Affects: Server-8.0   —   Status: Complete

This feature has been requested by many users. They want to ask the server for a digest for a query so they can correlate it with their application-side query capturing.

The feature consists of two new functions for which we see examples below:

mysql> SELECT statement_digest('SELECT * FROM foo') ->fc86ab9f4e4275ef861733844e3b2710313376a3a632204f99eecf8ce0855f4d

mysql> SELECT statement_digest_text('SELECT * FROM foo') -> 'SELECT * FROM `foo`'

  • F-1 statement_digest will calculate a statement digest from the tokens in its argument string.
  • F-2 statement_digest_text will calculate a normalized statement, a.k.a. digest text from the tokens in its argument string.
  • F-3 statement_digest and statement_digest_text will return NULL for NULL arguments.

  • NF-1 statement_digest shall calculate the same digest for a given syntactically correct SQL string as performance_schema does.

  • NF-2 statement_digest_text shall calculate the same normalized statement for a given syntactically correct SQL string as performance_schema does.
  • NF-3 statement_digest and statement_digest_text raise an error for incorrect SQL strings during execution.
  • NF-4 statement_digest and statement_digest_text only return NULL for NULL arguments.
  • NF-5 If the argument to either function is a string literal, the parse error from the parser will be quoted in the error message.
  • NF-6 If the argument to either function not a string literal, the parse error from the parser will not be quoted in the error message.

Overview

This work adds the new native functions STATEMENT_DIGEST() and STATEMENT_DIGEST_TEXT().
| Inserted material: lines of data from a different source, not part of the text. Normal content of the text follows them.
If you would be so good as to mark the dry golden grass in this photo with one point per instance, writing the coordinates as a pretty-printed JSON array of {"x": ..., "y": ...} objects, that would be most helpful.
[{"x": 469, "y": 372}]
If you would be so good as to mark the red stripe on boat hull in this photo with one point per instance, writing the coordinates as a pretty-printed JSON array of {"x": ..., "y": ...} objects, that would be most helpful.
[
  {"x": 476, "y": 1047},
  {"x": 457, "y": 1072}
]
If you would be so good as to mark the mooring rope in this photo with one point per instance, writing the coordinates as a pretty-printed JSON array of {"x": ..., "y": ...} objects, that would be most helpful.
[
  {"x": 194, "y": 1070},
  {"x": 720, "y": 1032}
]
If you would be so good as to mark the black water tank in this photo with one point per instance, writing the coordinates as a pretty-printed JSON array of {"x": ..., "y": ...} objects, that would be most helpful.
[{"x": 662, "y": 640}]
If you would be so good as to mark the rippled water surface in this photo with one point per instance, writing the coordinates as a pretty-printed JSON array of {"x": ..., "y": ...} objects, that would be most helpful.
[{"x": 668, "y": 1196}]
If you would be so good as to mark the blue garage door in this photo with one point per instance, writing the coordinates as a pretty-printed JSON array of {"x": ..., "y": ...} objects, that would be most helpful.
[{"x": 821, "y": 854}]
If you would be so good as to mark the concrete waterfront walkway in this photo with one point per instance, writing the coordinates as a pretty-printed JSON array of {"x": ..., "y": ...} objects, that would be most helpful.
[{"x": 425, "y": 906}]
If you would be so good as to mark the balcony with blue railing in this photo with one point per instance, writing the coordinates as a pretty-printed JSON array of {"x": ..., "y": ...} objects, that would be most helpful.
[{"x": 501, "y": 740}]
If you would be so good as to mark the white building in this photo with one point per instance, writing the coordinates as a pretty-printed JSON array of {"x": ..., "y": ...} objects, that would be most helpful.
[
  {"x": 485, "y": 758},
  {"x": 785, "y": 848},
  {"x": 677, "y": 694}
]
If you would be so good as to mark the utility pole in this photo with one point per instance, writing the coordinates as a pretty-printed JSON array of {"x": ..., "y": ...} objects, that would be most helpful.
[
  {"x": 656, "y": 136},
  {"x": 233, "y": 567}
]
Both functions will parse the string using the normal SQL parser and hence may throw parse errors, but return NULL only when the argument is NULL. For strings containing valid SQL statements, STATEMENT_DIGEST() will return the digest that performance_schema would assign to the statement, and STATEMENT_DIGEST_TEXT() will return the normalized statement that performance_schema would assign.

Security

The argument will not be expanded in the case of syntax errors unless it was passed as a string literal.

Because the functions are so similar, they will have a common implementation called parse() in an anonymous namespace. The only difference between the functions is that Item_func_statement_digest::val_str_ascii() will call compute_digest_hash() whereas Item_func_statement_digest_text::val_str() will call compute_digest_text() after parsing.

The function parse() calls Bison's parser symbol MYSQLparse() directly, as all of the work done in parse_sql() deals either with cleanup up a previous state or preparing for execution.